Проснулась она от звонка, испуганно соскочила с дивана. Принялась нажимать на кнопку будильника, стрелки которого указывали на шесть утра. Потом сообразила, что звонит телефон. В комнате было совсем светло, за окном весело щебетали птицы, радуясь наступлению нового дня. «Вот приснится же бред какой, хуже самого страшного кошмара, – подумала Соня, встряхивая головой и беря телефонную трубку. – То романы во сне пишу, то классики меня изгоняют... Так и с ума сойти можно от собственной впечатлительности».
Звонила Майя. Услышав ее голос, Соня облегченно еще раз встряхнула головой, прогоняя остатки кошмара.
– Нашлась, нашлась Машенька... Игорь ее привез ночью. Все в порядке. Я что хотела сказать, Майя... Спасибо тебе.
– Да за что?
– Даже не знаю, за что. Не знаю, как это назвать. Во мне все перевернулось в одночасье... В общем, мне стыдно за себя, я действительно не умела любить своих детей, ты права... Теперь все будет по-другому!
– Не впадай в эйфорию, Соня. Так не бывает: вчера не умела любить, а сегодня научилась. Это очень длинный путь. Надо себя ой как переделать, все в себе перелопатить... Может всей оставшейся жизни не хватить, а ты еще и полшага не сделала!
– Да я понимаю. Вот с сегодняшнего дня и начну, сделаю эти полшага. Я способная, я сумею! Ты мне только помоги.

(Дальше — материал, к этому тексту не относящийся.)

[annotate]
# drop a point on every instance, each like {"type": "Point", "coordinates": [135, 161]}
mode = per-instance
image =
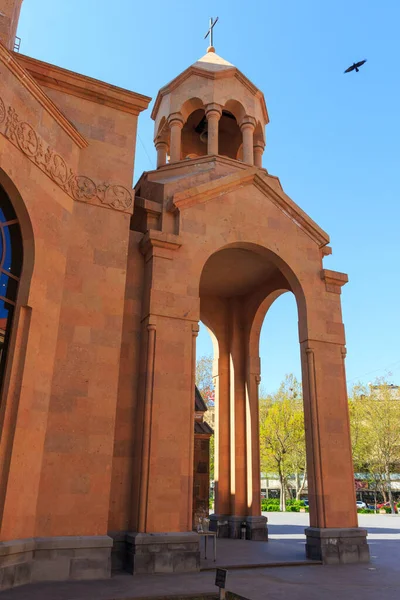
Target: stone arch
{"type": "Point", "coordinates": [285, 269]}
{"type": "Point", "coordinates": [190, 106]}
{"type": "Point", "coordinates": [259, 134]}
{"type": "Point", "coordinates": [162, 131]}
{"type": "Point", "coordinates": [25, 224]}
{"type": "Point", "coordinates": [237, 109]}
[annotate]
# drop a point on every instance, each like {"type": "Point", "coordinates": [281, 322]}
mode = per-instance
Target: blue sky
{"type": "Point", "coordinates": [333, 139]}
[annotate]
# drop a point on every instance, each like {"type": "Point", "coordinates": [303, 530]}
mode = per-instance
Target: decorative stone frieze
{"type": "Point", "coordinates": [79, 187]}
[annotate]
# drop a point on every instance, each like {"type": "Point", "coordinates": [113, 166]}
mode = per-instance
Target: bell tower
{"type": "Point", "coordinates": [220, 242]}
{"type": "Point", "coordinates": [210, 109]}
{"type": "Point", "coordinates": [9, 17]}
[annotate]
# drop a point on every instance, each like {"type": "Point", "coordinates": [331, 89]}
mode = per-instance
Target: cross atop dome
{"type": "Point", "coordinates": [210, 34]}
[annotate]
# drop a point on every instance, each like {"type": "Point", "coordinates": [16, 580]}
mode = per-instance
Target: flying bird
{"type": "Point", "coordinates": [355, 66]}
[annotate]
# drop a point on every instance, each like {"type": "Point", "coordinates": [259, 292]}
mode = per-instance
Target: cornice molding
{"type": "Point", "coordinates": [85, 87]}
{"type": "Point", "coordinates": [154, 240]}
{"type": "Point", "coordinates": [334, 280]}
{"type": "Point", "coordinates": [258, 178]}
{"type": "Point", "coordinates": [7, 58]}
{"type": "Point", "coordinates": [80, 187]}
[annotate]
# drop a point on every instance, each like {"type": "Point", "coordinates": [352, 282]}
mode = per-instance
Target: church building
{"type": "Point", "coordinates": [102, 289]}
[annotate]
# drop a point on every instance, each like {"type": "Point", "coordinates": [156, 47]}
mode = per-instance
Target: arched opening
{"type": "Point", "coordinates": [230, 136]}
{"type": "Point", "coordinates": [282, 434]}
{"type": "Point", "coordinates": [194, 135]}
{"type": "Point", "coordinates": [11, 257]}
{"type": "Point", "coordinates": [237, 286]}
{"type": "Point", "coordinates": [203, 468]}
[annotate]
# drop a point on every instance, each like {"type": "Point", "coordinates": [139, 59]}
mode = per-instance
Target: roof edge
{"type": "Point", "coordinates": [83, 86]}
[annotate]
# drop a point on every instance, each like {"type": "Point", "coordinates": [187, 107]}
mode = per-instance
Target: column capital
{"type": "Point", "coordinates": [160, 142]}
{"type": "Point", "coordinates": [176, 119]}
{"type": "Point", "coordinates": [213, 109]}
{"type": "Point", "coordinates": [248, 123]}
{"type": "Point", "coordinates": [259, 145]}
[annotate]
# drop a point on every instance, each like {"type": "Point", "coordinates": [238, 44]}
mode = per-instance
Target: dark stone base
{"type": "Point", "coordinates": [337, 546]}
{"type": "Point", "coordinates": [54, 559]}
{"type": "Point", "coordinates": [229, 526]}
{"type": "Point", "coordinates": [163, 552]}
{"type": "Point", "coordinates": [256, 529]}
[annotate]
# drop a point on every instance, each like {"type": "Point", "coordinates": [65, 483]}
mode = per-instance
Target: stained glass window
{"type": "Point", "coordinates": [10, 271]}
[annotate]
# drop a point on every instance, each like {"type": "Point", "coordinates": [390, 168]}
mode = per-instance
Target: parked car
{"type": "Point", "coordinates": [387, 505]}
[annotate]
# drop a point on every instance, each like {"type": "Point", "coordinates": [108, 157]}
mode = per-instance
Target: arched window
{"type": "Point", "coordinates": [10, 271]}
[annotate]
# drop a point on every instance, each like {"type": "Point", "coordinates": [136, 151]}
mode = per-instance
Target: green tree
{"type": "Point", "coordinates": [204, 379]}
{"type": "Point", "coordinates": [282, 438]}
{"type": "Point", "coordinates": [375, 429]}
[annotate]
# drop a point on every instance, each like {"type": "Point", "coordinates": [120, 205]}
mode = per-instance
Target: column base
{"type": "Point", "coordinates": [163, 552]}
{"type": "Point", "coordinates": [220, 524]}
{"type": "Point", "coordinates": [257, 529]}
{"type": "Point", "coordinates": [60, 558]}
{"type": "Point", "coordinates": [230, 526]}
{"type": "Point", "coordinates": [337, 546]}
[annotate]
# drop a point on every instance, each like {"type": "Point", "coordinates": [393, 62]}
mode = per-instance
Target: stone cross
{"type": "Point", "coordinates": [210, 31]}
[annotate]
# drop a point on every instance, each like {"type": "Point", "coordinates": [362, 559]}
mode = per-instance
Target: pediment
{"type": "Point", "coordinates": [268, 185]}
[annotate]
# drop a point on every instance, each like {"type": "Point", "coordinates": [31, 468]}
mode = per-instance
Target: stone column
{"type": "Point", "coordinates": [175, 122]}
{"type": "Point", "coordinates": [161, 147]}
{"type": "Point", "coordinates": [258, 153]}
{"type": "Point", "coordinates": [333, 535]}
{"type": "Point", "coordinates": [247, 127]}
{"type": "Point", "coordinates": [213, 115]}
{"type": "Point", "coordinates": [163, 540]}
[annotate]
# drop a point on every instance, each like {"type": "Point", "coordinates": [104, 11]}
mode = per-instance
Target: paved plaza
{"type": "Point", "coordinates": [379, 580]}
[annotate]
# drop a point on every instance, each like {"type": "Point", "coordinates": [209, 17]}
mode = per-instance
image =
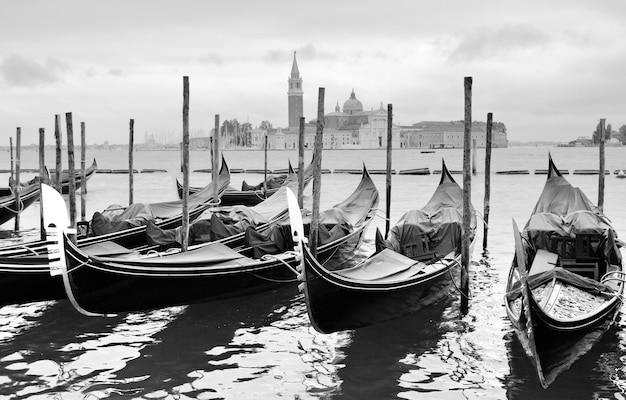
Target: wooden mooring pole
{"type": "Point", "coordinates": [83, 177]}
{"type": "Point", "coordinates": [12, 180]}
{"type": "Point", "coordinates": [487, 178]}
{"type": "Point", "coordinates": [216, 159]}
{"type": "Point", "coordinates": [58, 167]}
{"type": "Point", "coordinates": [18, 205]}
{"type": "Point", "coordinates": [301, 163]}
{"type": "Point", "coordinates": [131, 176]}
{"type": "Point", "coordinates": [42, 179]}
{"type": "Point", "coordinates": [474, 167]}
{"type": "Point", "coordinates": [602, 168]}
{"type": "Point", "coordinates": [317, 172]}
{"type": "Point", "coordinates": [71, 169]}
{"type": "Point", "coordinates": [467, 191]}
{"type": "Point", "coordinates": [185, 165]}
{"type": "Point", "coordinates": [265, 169]}
{"type": "Point", "coordinates": [388, 172]}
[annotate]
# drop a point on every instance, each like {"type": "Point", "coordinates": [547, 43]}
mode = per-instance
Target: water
{"type": "Point", "coordinates": [262, 346]}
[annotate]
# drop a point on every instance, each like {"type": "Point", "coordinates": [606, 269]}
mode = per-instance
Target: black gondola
{"type": "Point", "coordinates": [413, 269]}
{"type": "Point", "coordinates": [567, 278]}
{"type": "Point", "coordinates": [214, 270]}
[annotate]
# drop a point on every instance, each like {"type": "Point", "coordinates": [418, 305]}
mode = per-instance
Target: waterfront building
{"type": "Point", "coordinates": [450, 134]}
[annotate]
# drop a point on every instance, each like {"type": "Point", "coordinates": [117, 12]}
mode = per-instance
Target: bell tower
{"type": "Point", "coordinates": [295, 95]}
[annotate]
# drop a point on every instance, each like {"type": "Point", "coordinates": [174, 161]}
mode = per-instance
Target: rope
{"type": "Point", "coordinates": [19, 210]}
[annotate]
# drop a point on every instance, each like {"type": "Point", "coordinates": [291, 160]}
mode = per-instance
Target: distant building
{"type": "Point", "coordinates": [295, 95]}
{"type": "Point", "coordinates": [440, 134]}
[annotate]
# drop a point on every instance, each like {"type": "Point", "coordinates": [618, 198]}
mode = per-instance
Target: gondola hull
{"type": "Point", "coordinates": [111, 287]}
{"type": "Point", "coordinates": [566, 281]}
{"type": "Point", "coordinates": [206, 272]}
{"type": "Point", "coordinates": [24, 267]}
{"type": "Point", "coordinates": [335, 304]}
{"type": "Point", "coordinates": [20, 284]}
{"type": "Point", "coordinates": [405, 275]}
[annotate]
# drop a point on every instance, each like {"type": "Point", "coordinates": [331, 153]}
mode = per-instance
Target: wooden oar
{"type": "Point", "coordinates": [530, 329]}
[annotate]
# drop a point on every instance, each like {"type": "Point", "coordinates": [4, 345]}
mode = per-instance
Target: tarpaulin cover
{"type": "Point", "coordinates": [561, 198]}
{"type": "Point", "coordinates": [116, 218]}
{"type": "Point", "coordinates": [334, 223]}
{"type": "Point", "coordinates": [440, 220]}
{"type": "Point", "coordinates": [565, 211]}
{"type": "Point", "coordinates": [273, 182]}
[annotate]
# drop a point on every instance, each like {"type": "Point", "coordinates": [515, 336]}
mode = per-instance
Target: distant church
{"type": "Point", "coordinates": [351, 127]}
{"type": "Point", "coordinates": [348, 128]}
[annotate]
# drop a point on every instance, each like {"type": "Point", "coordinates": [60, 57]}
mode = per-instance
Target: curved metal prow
{"type": "Point", "coordinates": [552, 169]}
{"type": "Point", "coordinates": [446, 176]}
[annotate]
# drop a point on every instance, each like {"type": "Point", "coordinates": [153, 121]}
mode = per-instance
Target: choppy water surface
{"type": "Point", "coordinates": [262, 346]}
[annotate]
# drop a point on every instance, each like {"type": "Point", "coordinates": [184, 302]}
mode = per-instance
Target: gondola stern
{"type": "Point", "coordinates": [446, 176]}
{"type": "Point", "coordinates": [552, 169]}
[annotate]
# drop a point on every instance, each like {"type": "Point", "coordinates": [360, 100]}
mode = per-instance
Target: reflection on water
{"type": "Point", "coordinates": [82, 360]}
{"type": "Point", "coordinates": [17, 318]}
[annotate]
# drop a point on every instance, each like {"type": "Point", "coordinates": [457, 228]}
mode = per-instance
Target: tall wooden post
{"type": "Point", "coordinates": [18, 205]}
{"type": "Point", "coordinates": [487, 177]}
{"type": "Point", "coordinates": [43, 178]}
{"type": "Point", "coordinates": [602, 168]}
{"type": "Point", "coordinates": [265, 169]}
{"type": "Point", "coordinates": [71, 169]}
{"type": "Point", "coordinates": [467, 192]}
{"type": "Point", "coordinates": [216, 159]}
{"type": "Point", "coordinates": [83, 177]}
{"type": "Point", "coordinates": [58, 167]}
{"type": "Point", "coordinates": [185, 165]}
{"type": "Point", "coordinates": [131, 175]}
{"type": "Point", "coordinates": [301, 164]}
{"type": "Point", "coordinates": [388, 180]}
{"type": "Point", "coordinates": [317, 172]}
{"type": "Point", "coordinates": [474, 168]}
{"type": "Point", "coordinates": [12, 180]}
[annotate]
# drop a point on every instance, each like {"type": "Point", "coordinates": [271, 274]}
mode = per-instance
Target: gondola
{"type": "Point", "coordinates": [129, 281]}
{"type": "Point", "coordinates": [250, 195]}
{"type": "Point", "coordinates": [416, 267]}
{"type": "Point", "coordinates": [10, 205]}
{"type": "Point", "coordinates": [566, 280]}
{"type": "Point", "coordinates": [24, 267]}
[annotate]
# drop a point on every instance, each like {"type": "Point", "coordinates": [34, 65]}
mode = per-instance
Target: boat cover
{"type": "Point", "coordinates": [221, 222]}
{"type": "Point", "coordinates": [214, 254]}
{"type": "Point", "coordinates": [273, 182]}
{"type": "Point", "coordinates": [441, 220]}
{"type": "Point", "coordinates": [116, 218]}
{"type": "Point", "coordinates": [565, 211]}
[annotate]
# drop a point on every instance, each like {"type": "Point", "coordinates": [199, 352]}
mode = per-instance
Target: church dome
{"type": "Point", "coordinates": [352, 105]}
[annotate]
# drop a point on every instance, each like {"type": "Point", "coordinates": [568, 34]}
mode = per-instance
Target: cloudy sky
{"type": "Point", "coordinates": [548, 69]}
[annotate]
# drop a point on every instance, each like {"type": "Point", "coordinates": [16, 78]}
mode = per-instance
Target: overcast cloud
{"type": "Point", "coordinates": [548, 70]}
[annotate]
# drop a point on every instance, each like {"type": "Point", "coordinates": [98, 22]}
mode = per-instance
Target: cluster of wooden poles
{"type": "Point", "coordinates": [469, 168]}
{"type": "Point", "coordinates": [43, 175]}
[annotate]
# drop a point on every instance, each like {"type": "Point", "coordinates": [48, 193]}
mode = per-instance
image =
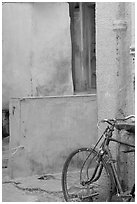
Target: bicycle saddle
{"type": "Point", "coordinates": [130, 127]}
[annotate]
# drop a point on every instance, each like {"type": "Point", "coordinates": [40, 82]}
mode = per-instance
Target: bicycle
{"type": "Point", "coordinates": [90, 175]}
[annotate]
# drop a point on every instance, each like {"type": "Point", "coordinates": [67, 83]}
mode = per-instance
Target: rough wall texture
{"type": "Point", "coordinates": [115, 71]}
{"type": "Point", "coordinates": [45, 130]}
{"type": "Point", "coordinates": [36, 50]}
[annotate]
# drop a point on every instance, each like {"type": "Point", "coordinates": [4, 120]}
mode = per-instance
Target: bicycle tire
{"type": "Point", "coordinates": [95, 192]}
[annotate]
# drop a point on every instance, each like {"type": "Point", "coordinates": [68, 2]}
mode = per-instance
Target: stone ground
{"type": "Point", "coordinates": [44, 188]}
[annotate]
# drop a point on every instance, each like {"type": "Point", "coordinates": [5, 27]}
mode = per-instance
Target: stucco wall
{"type": "Point", "coordinates": [36, 50]}
{"type": "Point", "coordinates": [115, 73]}
{"type": "Point", "coordinates": [45, 130]}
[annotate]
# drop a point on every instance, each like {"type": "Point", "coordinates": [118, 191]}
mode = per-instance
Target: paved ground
{"type": "Point", "coordinates": [44, 188]}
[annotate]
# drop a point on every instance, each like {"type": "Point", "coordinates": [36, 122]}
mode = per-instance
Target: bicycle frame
{"type": "Point", "coordinates": [105, 151]}
{"type": "Point", "coordinates": [108, 152]}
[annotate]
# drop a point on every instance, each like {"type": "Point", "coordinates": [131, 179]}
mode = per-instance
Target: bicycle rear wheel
{"type": "Point", "coordinates": [98, 191]}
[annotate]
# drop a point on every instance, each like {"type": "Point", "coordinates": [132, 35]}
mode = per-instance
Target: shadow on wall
{"type": "Point", "coordinates": [5, 123]}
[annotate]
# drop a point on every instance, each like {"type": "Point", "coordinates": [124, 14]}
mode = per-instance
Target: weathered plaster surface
{"type": "Point", "coordinates": [47, 130]}
{"type": "Point", "coordinates": [36, 50]}
{"type": "Point", "coordinates": [115, 71]}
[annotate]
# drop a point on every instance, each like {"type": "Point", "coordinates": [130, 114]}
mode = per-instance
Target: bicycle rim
{"type": "Point", "coordinates": [98, 191]}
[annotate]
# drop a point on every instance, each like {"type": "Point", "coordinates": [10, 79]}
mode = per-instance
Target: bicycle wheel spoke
{"type": "Point", "coordinates": [73, 176]}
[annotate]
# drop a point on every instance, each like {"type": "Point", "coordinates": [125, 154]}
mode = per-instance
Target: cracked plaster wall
{"type": "Point", "coordinates": [36, 50]}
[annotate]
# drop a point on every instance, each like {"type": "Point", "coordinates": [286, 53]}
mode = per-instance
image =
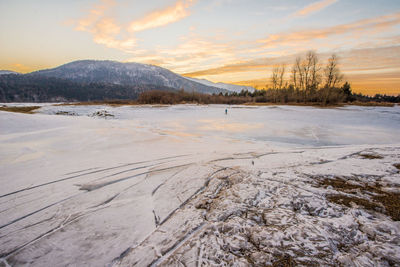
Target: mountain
{"type": "Point", "coordinates": [125, 74]}
{"type": "Point", "coordinates": [226, 86]}
{"type": "Point", "coordinates": [3, 72]}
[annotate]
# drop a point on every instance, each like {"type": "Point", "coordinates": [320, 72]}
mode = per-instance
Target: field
{"type": "Point", "coordinates": [190, 185]}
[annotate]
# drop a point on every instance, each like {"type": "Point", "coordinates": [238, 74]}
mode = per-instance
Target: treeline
{"type": "Point", "coordinates": [182, 97]}
{"type": "Point", "coordinates": [308, 81]}
{"type": "Point", "coordinates": [37, 88]}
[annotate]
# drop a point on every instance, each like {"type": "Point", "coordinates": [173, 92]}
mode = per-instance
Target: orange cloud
{"type": "Point", "coordinates": [104, 29]}
{"type": "Point", "coordinates": [162, 17]}
{"type": "Point", "coordinates": [314, 7]}
{"type": "Point", "coordinates": [370, 70]}
{"type": "Point", "coordinates": [362, 26]}
{"type": "Point", "coordinates": [108, 32]}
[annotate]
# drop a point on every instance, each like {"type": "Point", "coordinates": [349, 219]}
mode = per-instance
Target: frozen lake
{"type": "Point", "coordinates": [289, 125]}
{"type": "Point", "coordinates": [187, 184]}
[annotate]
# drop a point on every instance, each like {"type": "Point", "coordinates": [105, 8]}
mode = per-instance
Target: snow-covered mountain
{"type": "Point", "coordinates": [226, 86]}
{"type": "Point", "coordinates": [112, 72]}
{"type": "Point", "coordinates": [3, 72]}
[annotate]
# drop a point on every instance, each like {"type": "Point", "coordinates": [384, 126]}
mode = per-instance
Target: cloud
{"type": "Point", "coordinates": [162, 17]}
{"type": "Point", "coordinates": [314, 7]}
{"type": "Point", "coordinates": [371, 25]}
{"type": "Point", "coordinates": [193, 51]}
{"type": "Point", "coordinates": [107, 31]}
{"type": "Point", "coordinates": [368, 69]}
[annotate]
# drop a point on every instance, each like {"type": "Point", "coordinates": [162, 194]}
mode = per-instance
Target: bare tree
{"type": "Point", "coordinates": [332, 73]}
{"type": "Point", "coordinates": [278, 77]}
{"type": "Point", "coordinates": [312, 71]}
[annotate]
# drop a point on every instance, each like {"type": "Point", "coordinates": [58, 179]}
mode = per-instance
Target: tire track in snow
{"type": "Point", "coordinates": [84, 174]}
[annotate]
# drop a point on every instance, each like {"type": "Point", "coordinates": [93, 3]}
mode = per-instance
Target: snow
{"type": "Point", "coordinates": [187, 184]}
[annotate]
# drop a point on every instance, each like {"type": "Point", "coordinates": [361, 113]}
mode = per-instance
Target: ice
{"type": "Point", "coordinates": [187, 184]}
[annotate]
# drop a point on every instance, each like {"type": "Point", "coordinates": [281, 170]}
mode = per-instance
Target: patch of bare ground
{"type": "Point", "coordinates": [285, 261]}
{"type": "Point", "coordinates": [370, 197]}
{"type": "Point", "coordinates": [26, 110]}
{"type": "Point", "coordinates": [371, 104]}
{"type": "Point", "coordinates": [370, 156]}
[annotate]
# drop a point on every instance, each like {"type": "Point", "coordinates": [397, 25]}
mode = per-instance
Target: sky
{"type": "Point", "coordinates": [233, 41]}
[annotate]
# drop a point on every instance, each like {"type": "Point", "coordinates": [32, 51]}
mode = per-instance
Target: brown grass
{"type": "Point", "coordinates": [27, 110]}
{"type": "Point", "coordinates": [381, 201]}
{"type": "Point", "coordinates": [371, 156]}
{"type": "Point", "coordinates": [106, 102]}
{"type": "Point", "coordinates": [285, 261]}
{"type": "Point", "coordinates": [397, 165]}
{"type": "Point", "coordinates": [371, 104]}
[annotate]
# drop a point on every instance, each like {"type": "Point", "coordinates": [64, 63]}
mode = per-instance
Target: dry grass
{"type": "Point", "coordinates": [285, 261]}
{"type": "Point", "coordinates": [371, 156]}
{"type": "Point", "coordinates": [380, 201]}
{"type": "Point", "coordinates": [27, 110]}
{"type": "Point", "coordinates": [371, 104]}
{"type": "Point", "coordinates": [397, 165]}
{"type": "Point", "coordinates": [115, 103]}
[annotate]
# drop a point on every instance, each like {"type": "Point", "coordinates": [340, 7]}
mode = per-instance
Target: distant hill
{"type": "Point", "coordinates": [112, 72]}
{"type": "Point", "coordinates": [226, 86]}
{"type": "Point", "coordinates": [3, 72]}
{"type": "Point", "coordinates": [89, 80]}
{"type": "Point", "coordinates": [36, 88]}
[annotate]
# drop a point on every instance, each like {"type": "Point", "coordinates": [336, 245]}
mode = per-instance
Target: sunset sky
{"type": "Point", "coordinates": [237, 41]}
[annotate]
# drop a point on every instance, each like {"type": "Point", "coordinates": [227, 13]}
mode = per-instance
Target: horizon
{"type": "Point", "coordinates": [223, 48]}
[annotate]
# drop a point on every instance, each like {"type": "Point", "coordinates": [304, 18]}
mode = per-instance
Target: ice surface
{"type": "Point", "coordinates": [187, 184]}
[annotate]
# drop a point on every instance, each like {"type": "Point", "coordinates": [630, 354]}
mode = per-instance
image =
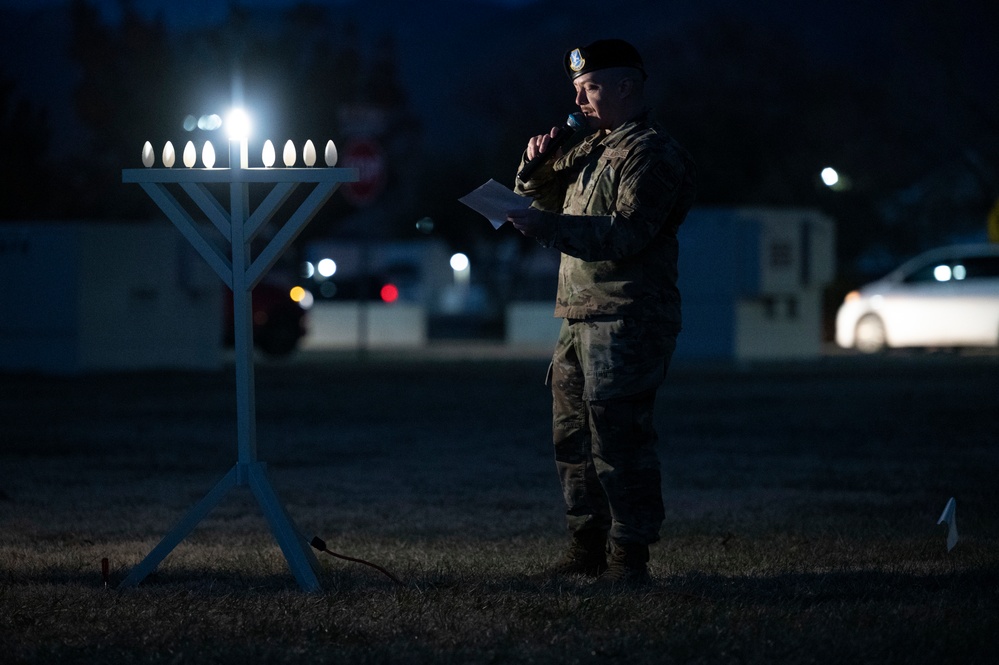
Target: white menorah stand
{"type": "Point", "coordinates": [240, 271]}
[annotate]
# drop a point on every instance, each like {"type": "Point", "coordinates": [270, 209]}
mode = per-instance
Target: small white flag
{"type": "Point", "coordinates": [949, 515]}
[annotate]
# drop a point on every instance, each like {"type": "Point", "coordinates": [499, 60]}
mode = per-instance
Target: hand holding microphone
{"type": "Point", "coordinates": [559, 136]}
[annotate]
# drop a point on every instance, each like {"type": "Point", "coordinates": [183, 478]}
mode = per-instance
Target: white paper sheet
{"type": "Point", "coordinates": [492, 200]}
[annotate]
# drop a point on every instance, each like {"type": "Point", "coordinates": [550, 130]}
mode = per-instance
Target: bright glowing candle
{"type": "Point", "coordinates": [330, 154]}
{"type": "Point", "coordinates": [147, 154]}
{"type": "Point", "coordinates": [169, 155]}
{"type": "Point", "coordinates": [190, 155]}
{"type": "Point", "coordinates": [238, 125]}
{"type": "Point", "coordinates": [327, 267]}
{"type": "Point", "coordinates": [208, 155]}
{"type": "Point", "coordinates": [459, 262]}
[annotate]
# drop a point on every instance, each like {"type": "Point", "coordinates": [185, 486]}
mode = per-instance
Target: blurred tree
{"type": "Point", "coordinates": [298, 76]}
{"type": "Point", "coordinates": [24, 173]}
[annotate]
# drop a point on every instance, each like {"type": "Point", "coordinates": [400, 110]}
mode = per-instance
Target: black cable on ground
{"type": "Point", "coordinates": [320, 545]}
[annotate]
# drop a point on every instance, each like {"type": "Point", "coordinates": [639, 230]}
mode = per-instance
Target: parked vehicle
{"type": "Point", "coordinates": [946, 297]}
{"type": "Point", "coordinates": [279, 322]}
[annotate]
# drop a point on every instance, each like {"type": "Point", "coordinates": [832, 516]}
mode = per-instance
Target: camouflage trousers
{"type": "Point", "coordinates": [604, 378]}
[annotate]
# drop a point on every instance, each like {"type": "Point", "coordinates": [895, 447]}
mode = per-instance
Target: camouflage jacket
{"type": "Point", "coordinates": [616, 201]}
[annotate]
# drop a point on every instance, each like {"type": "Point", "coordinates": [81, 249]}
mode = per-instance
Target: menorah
{"type": "Point", "coordinates": [232, 260]}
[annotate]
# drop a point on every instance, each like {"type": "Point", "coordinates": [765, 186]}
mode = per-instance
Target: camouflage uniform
{"type": "Point", "coordinates": [616, 201]}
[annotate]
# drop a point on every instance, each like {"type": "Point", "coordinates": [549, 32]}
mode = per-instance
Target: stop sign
{"type": "Point", "coordinates": [367, 158]}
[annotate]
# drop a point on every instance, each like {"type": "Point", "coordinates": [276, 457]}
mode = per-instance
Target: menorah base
{"type": "Point", "coordinates": [302, 561]}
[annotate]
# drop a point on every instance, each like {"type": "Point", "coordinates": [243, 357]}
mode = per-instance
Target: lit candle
{"type": "Point", "coordinates": [208, 155]}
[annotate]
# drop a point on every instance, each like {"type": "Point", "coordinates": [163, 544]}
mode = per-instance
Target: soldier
{"type": "Point", "coordinates": [611, 205]}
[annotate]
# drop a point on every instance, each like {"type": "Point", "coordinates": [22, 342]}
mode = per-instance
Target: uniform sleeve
{"type": "Point", "coordinates": [649, 188]}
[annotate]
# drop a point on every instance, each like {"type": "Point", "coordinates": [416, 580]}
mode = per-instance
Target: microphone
{"type": "Point", "coordinates": [574, 122]}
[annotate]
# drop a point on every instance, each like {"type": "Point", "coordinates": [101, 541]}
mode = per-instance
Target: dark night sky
{"type": "Point", "coordinates": [463, 43]}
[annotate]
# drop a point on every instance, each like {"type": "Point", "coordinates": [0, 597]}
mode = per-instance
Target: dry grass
{"type": "Point", "coordinates": [802, 505]}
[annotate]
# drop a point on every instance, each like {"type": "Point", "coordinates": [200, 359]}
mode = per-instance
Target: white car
{"type": "Point", "coordinates": [946, 297]}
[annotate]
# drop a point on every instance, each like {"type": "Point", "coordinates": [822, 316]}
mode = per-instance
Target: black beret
{"type": "Point", "coordinates": [602, 54]}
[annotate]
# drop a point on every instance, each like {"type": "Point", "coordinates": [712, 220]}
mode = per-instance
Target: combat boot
{"type": "Point", "coordinates": [626, 567]}
{"type": "Point", "coordinates": [586, 555]}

– Соня, никого нельзя научить любви. Можно чему угодно научить, только не любви. Ты сама должна. Как сумеешь, как почувствуешь. Просто заглядывай в глаза своим детям, и ничему больше и учиться не надо. Там все написано. Ты знаешь, любимого ребенка сразу видно. Не залюбленного-задаренного, воспитанием-образованием замученного, а просто любимого. У него глаза особенные. В них страха нет. Страха не выслужить материнскую любовь. Не ставь им никаких условий. Разреши им быть всякими. Прими их и плохими тоже. Я думаю, тебе это будет трудно поначалу, но попробуй! Это действительно трудно. И я думаю, тебя множество неприятных сюрпризов ждет. Если они тебе поверят, конечно...
Соня слушала Майю молча, тихо вытирая бегущие по щекам слезы. Она столько всего на свете прочитала, столько всего знает, а сейчас вдруг почувствовала полную свою беспомощность, словно пропустила в жизни что-то главное, что-то неуловимо прошло мимо, а она и не поняла ничего... Неужели для того, чтобы научиться мудрости, надо пройти через потери, лишиться чего-то важного, испытать сильное потрясение? А хватит ли у нее сил? Сможет ли она теперь, когда потеряно столько драгоценного времени, дать своим девочкам хоть немного той безусловной любви, о которой говорит Майя? А вдруг у нее не получится? Откуда ей силы-то брать? Она ж совсем одна. Нет у нее друзей, есть только собственная самодостаточность, которой она так гордилась и которая, наверное, и называется-то у нормальных людей по-другому. Эгоизмом, например, или еще как похлеще...
– Эй, ты что там, плачешь, что ли? – В голосе Майи слышалось недоумение. – А сейчас-то почему? Машенька нашлась, слава Богу...
– Девочек жалко... Представляешь, мне Игорь сказал, что Мишка все время врала про свою учебу. Никакая она не отличница и госэкзамены кое-как сдала. Ей казалось, что я ее за это презирать буду... Что же она в душе-то выстрадала, бедный мой ребенок!
– А-а-а... Вон в чем дело. Тогда плачь.
– Я уж про Сашку у тебя и не спрашиваю. Там, наверное, вообще темный лес, мне сейчас правды просто и не осилить.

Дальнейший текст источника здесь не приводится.